Triumphal arches being purely ceremonial affairs, made great play with architectural and sculptural detail. Detailed description of the triumphal arches is in the book, I will not go into the details. The aim here is focusing on the central topic of the chapter – what is meant and the crucial points; to make them more open and simpler in a summary.
Certainly, the most beautiful examples of magnificent type of building like the triumphal arch are Arch of Septimius Severus and Arch of Constantine in Italy.
The adaptation of the order in the triumphal arches, the invention of Leon Battista Alberti, to church architecture, has been tried in countless churches in classical style for four hundred years after Alberti.
Apart from triumphal arches and theaters, there are many types of buildings that have inspired the use of the classical language. The Pantheon exemplifies domed structures as a prototype in all its glory. Pantheon, on the other hand, is another one to exemplify.
“The great achievement of the Renaissance was not the strict imitation of Roman buildings (that was left for eighteenth and nineteenth centuries) but reestablishment of the grammar of antiquity as a universal discipline. The discipline inherited from the remote past of mankind and applicable to all honorable building enterprises whatever.” (The Classical Language of Architecture, John Summerson, 2005, p. 28)
This quote states one of the most important facts.

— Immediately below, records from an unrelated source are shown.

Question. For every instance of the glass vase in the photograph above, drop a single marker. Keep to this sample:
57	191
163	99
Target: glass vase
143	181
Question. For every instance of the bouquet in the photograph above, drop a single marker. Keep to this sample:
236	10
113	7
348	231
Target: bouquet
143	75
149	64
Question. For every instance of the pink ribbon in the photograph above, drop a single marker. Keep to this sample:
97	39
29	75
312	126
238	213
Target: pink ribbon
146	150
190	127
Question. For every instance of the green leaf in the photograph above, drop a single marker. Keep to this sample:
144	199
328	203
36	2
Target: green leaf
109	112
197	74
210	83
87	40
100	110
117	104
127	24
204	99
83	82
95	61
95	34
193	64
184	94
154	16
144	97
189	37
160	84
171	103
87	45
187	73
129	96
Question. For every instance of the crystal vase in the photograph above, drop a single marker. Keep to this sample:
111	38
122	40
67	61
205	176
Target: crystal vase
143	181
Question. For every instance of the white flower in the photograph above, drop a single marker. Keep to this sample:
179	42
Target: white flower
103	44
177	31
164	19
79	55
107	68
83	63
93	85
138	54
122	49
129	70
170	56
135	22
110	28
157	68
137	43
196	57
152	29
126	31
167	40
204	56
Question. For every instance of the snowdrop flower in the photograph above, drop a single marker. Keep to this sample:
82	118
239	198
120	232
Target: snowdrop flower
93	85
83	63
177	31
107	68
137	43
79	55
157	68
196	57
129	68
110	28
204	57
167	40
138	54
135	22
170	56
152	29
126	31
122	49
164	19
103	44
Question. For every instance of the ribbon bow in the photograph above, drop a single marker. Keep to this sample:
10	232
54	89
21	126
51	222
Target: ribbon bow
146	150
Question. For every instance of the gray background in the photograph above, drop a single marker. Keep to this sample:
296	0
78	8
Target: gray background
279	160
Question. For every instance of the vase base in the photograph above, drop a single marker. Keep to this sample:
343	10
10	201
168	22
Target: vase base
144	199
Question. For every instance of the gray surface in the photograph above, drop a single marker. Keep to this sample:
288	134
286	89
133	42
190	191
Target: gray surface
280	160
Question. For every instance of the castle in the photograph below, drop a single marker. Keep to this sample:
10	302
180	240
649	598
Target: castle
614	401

This should be a manifesto that must be memorized and never forgotten by all professional practitioners who take their reference from the past in architectural design and copy the historical motifs and suppose that they actually “design” something.

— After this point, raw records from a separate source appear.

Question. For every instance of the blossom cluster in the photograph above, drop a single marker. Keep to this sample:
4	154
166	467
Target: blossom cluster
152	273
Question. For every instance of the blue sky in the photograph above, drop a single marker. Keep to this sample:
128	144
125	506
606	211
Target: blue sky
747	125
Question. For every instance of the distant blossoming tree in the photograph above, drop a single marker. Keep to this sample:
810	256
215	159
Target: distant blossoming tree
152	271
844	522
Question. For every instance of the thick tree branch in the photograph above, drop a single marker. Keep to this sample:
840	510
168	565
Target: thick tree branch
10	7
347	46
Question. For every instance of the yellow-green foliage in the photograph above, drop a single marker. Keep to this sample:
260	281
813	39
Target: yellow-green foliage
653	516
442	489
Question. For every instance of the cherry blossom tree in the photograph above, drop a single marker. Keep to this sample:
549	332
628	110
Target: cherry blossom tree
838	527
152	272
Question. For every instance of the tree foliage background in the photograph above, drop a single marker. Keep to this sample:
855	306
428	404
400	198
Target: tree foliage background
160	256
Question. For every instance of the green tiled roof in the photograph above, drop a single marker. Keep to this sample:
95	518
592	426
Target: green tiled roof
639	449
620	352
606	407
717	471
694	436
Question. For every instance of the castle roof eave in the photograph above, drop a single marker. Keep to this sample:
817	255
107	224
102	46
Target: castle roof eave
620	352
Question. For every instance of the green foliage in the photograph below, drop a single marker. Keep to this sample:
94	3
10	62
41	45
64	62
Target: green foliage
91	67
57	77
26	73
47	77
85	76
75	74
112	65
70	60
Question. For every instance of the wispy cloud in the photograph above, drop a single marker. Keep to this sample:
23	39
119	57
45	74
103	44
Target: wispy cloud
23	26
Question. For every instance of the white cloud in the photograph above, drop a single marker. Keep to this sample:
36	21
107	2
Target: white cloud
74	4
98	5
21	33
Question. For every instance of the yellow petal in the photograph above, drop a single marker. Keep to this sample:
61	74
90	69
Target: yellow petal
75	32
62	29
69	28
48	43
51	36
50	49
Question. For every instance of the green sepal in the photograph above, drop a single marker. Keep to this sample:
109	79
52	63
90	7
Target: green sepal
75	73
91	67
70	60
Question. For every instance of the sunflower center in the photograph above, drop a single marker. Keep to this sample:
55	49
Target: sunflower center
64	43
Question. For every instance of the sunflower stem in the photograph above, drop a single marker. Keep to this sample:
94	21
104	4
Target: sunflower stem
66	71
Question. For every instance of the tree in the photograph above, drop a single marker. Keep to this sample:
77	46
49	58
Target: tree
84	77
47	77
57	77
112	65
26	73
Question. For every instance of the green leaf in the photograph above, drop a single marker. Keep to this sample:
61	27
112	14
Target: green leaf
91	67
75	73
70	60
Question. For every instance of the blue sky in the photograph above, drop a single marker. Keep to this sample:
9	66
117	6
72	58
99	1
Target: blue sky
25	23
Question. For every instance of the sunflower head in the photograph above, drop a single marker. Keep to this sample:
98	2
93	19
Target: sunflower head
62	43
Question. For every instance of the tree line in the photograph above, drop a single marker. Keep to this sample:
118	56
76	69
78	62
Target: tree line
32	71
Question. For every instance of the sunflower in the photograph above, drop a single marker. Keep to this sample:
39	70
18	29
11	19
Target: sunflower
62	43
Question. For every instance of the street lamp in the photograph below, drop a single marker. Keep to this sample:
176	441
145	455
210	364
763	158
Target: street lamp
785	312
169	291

Producing strict imitations, making collages by collecting original pieces from various structures, copying historical motifs and all other similar architectural varieties that we can increase the number of are doomed to be classified as “degenerated architecture”. The copycat architecture at the very end of post-modern which takes its reference from history; the architecture that turns its back on the requirements, needs and opportunities of the era no matter it is done under which name or description, remains only a building. They can never be an architectural work.

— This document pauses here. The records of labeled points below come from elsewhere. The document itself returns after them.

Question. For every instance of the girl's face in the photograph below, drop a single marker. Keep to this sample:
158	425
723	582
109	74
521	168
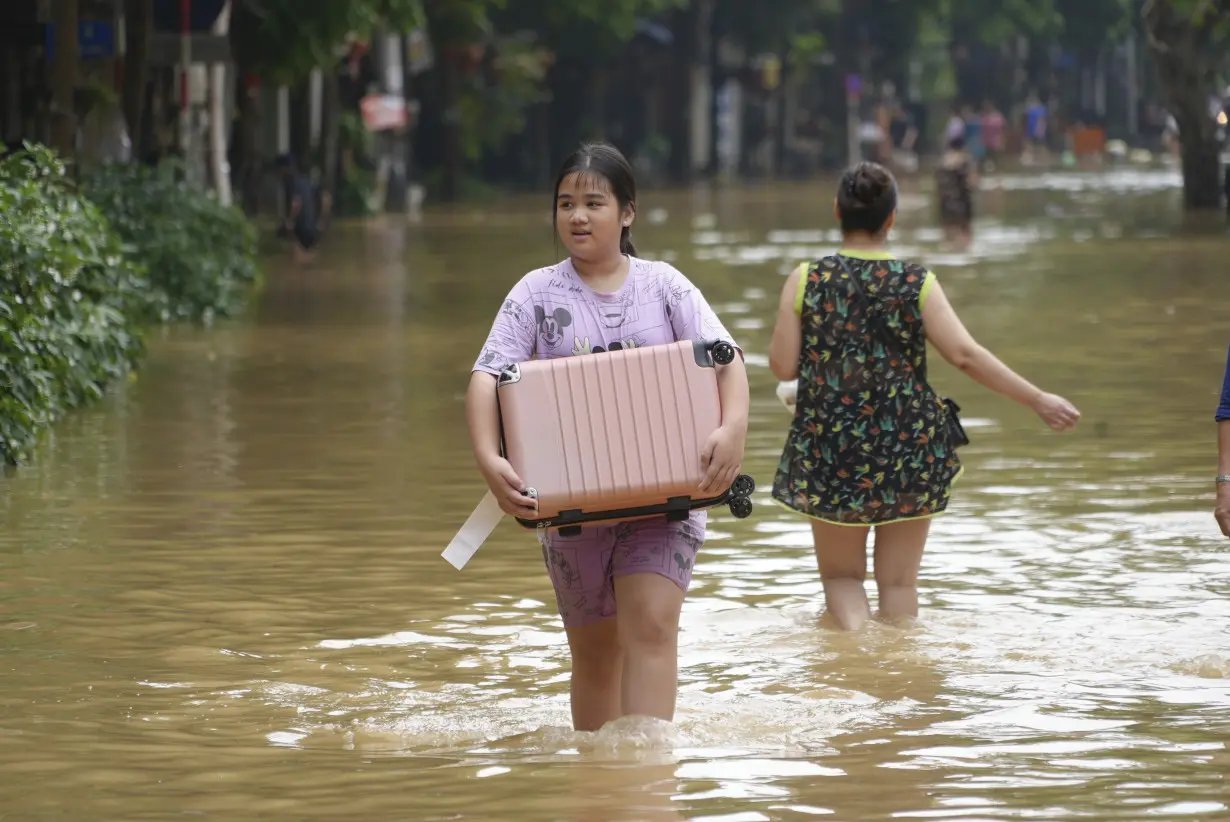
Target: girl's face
589	218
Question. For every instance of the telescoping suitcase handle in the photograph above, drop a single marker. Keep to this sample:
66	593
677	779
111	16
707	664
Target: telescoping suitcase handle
706	352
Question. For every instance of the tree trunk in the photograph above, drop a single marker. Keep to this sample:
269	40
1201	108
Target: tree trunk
331	112
454	160
138	32
64	75
1181	57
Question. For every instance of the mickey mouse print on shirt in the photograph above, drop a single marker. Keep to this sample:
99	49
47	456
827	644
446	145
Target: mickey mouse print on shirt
551	313
551	325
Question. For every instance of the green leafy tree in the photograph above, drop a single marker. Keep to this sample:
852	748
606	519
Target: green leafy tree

If the understanding of rule is one basic factor in the creation of great classical buildings, the defiance of rule is the other. The only way of having an authentic identity for an architect is by challenging himself / herself for the better. This challenge is not copying but imagining, hardworking, and creating.
In 1903, Sir Edwin Lutyens, in a letter to his friend British architect Herbert Baker, says “you cannot copy”. The magnificent interpretation of an architectural master who really knows what the classical language and the original architectural tradition is in this letter.
“That time-worn Doric order – a lovely thing – I have the cheek to adopt. You can’t copy it. To be right you have to take it and design it… You cannot copy it: you find if you do you are caught, a mess remains.
It means hard labor, hard thinking, over every line in all three dimensions and in every joint; and no stone can be allowed to slide. If you tackle it in this way, the Order belongs to you, and every stroke, being mentally handled, must become endowed with such poetry and artistry as God has given you. You alter one feature (which you have to, always), then every other feature has to sympathize and undergo
some care and invention. Therefore, it is no mean game, nor is it a game you can play lightheartedly.” (The Classical Language of Architecture, John Summerson, 2005, p. 30)
If the understanding of rule is one basic factor in the creation of great classical buildings, the defiance of rule is the other. The only way of having an authentic identity for an architect is by challenging himself / herself for the better. This challenge is not copying but imagining, hard-working, and creating.